At Milwaukee Jewish Day School on April 15, he performed for its students and children from Bruce-Guadalupe Community School in Walker’s Point, which serves a predominantly Hispanic population. He was there for a better Milwaukee, to bring different worlds together. 

But “performed” isn’t quite the right word. It would be more accurate to say he took complete control of the energy in the room. Klassik spun around the room like a top (or a dreidel?), pointing at a child and singing “I’m going to celebrate you,” then onto the next child for more celebrating in a flash, holding the attention of a roomful of kids. Pouring energy into every word, he sang in falsetto: “We are all connected; and in many ways the same; but the things that make us different; we don’t need to be ashamed.” 

The fifth-grade students were led to sing along at times, then broke into groups comprised of students from both schools, to work on projects. That’s the key – repeatedly, at different moments, the students were told to pair up with kids from the other school. And these kids will all see each other again, at another program in a couple of months or so.  

“The main thing that we do is we do what we call ‘culture shares’ where they go to one school or the other, and the whole school teaches about some sort of element of their culture,” explained Bobby Ehrlich, a Jewish studies teacher and a coordinator for Repairing Together, just before Klassik’s performance shook the room. “So we’ll teach about Chanukah or Yom HaShoah or Purim, and they’ll teach us about Día de los Muertos or their language just or we’ll do an activity about Latin American countries in history.” 

In a world and a century that can feel defined by division and discord, these sessions are each just one more step in Repairing Together’s continuing effort to achieve something better for the next generation. For ten years, Repairing Together, a program of MJDS, has been growing, working to bring the young people of Milwaukee together. (See story, page 15) 

April 15 was what one session looks like on the ground – literally.  
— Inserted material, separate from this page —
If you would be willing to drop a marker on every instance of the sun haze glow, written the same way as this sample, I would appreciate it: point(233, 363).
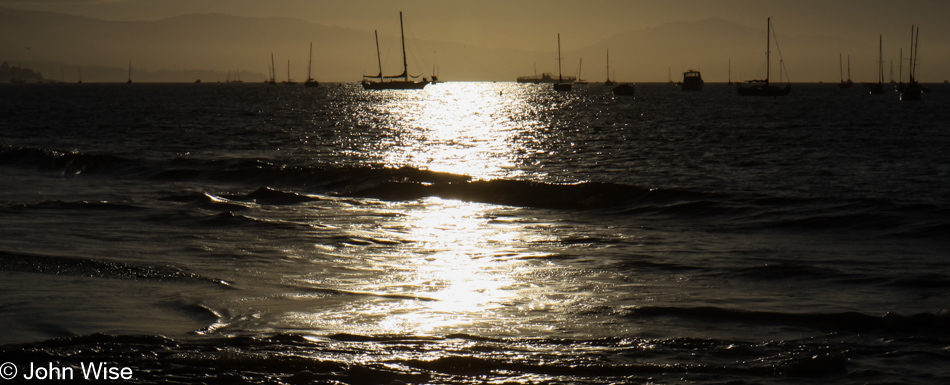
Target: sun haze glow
point(491, 40)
Kids got on the floor for their projects, writing words representing cultural understanding on giant sheets of paper. The kids became engrossed, scrawling feverishly, side-by-side, scrunched up against one another, as though differences in America don’t matter in the slightest.

Klassik danced at Milwaukee Jewish Day School, to bring kids into his presentation on the celebration of people and their differences.
Harper and Josephine, Milwaukee Jewish Day School kids in back, worked with Camila in front from Bruce-Guadalupe Community School, on their culture-word sheet.